Lopez relocates to California

East Coast rider C.C. Lopez was on a plane Tuesday afternoon en route to California, where he hopes to make an impact in a jockey colony diminished by retirement and injury. Lopez, 42, will be represented by agent Ray Kravagna and will start riding at Santa Anita immediately. He was named on first-time starter Baja Dancer in race 4 on Thursday.

It will be only his second mount ever in California. Lopez said he hopes to make California his permanent home. "With all the retirements and injuries, it seemed like a good time to try," Lopez said Tuesday from his home in New Jersey. "Now is the time to come."

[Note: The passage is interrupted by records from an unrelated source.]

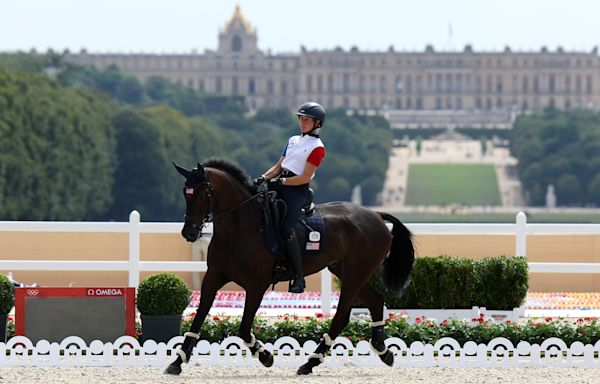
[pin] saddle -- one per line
(310, 230)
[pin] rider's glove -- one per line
(259, 180)
(274, 183)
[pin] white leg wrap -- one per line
(182, 355)
(319, 356)
(327, 340)
(252, 341)
(375, 350)
(192, 334)
(258, 343)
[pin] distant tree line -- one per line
(560, 149)
(77, 143)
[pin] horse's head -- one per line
(197, 192)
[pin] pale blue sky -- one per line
(283, 26)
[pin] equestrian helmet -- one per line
(314, 110)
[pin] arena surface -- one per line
(276, 375)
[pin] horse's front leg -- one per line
(210, 285)
(253, 299)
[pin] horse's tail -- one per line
(398, 264)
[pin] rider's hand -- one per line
(274, 183)
(259, 180)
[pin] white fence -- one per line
(520, 230)
(446, 352)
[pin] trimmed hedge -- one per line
(163, 294)
(496, 283)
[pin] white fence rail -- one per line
(446, 352)
(520, 229)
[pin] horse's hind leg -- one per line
(374, 302)
(210, 285)
(253, 299)
(340, 320)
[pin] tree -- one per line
(57, 150)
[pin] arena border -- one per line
(446, 352)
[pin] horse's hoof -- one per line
(387, 358)
(304, 369)
(173, 369)
(266, 358)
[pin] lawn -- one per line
(446, 184)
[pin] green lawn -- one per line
(445, 184)
(587, 218)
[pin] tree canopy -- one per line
(78, 143)
(560, 149)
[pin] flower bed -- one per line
(480, 329)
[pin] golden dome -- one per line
(238, 21)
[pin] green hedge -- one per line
(499, 283)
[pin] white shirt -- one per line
(297, 151)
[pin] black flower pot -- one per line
(160, 327)
(3, 324)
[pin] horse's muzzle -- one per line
(191, 232)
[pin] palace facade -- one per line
(451, 83)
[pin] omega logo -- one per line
(104, 292)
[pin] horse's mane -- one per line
(233, 170)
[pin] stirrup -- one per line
(297, 285)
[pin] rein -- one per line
(206, 217)
(237, 206)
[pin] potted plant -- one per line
(161, 300)
(7, 301)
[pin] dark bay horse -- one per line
(358, 242)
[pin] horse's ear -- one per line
(184, 172)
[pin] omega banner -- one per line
(92, 313)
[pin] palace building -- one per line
(457, 86)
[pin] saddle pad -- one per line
(312, 223)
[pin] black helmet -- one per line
(314, 110)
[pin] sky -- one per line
(185, 26)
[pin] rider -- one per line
(292, 174)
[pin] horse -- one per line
(358, 242)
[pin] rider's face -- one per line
(306, 123)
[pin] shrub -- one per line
(7, 295)
(450, 282)
(163, 294)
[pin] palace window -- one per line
(236, 43)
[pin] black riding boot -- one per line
(293, 252)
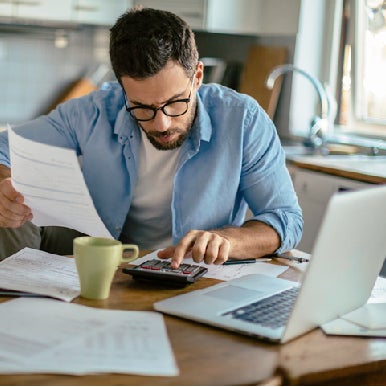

Known primary as a speed rider in the East, Lopez's style may fit well on a circuit that typically rewards speed. "I would prefer to be on the lead if possible, but that's doesn't mean I will be sending a horse off his feet if that's not his style. One of my best qualities is to leave the gate well without using them. Consequently, I always have horse when I am confronted in the lane."

Lopez originally contacted Brian Beach, agent for Julie Krone, to represent him in California. When Krone was injured, however, Beach decided to take a hiatus. Retired jockey Chris McCarron, now the Santa Anita general manager, put Lopez in touch with Kravagna, who has not had a jockey since Eddie Delahoussaye was injured last summer at Del Mar. Lopez admits he had second thoughts after he and Kravagna originally spoke. Then the weather turned again.

"We got eight inches of snow, I was out shoveling it, and said to myself 'What the hell am I doing?' " Lopez said.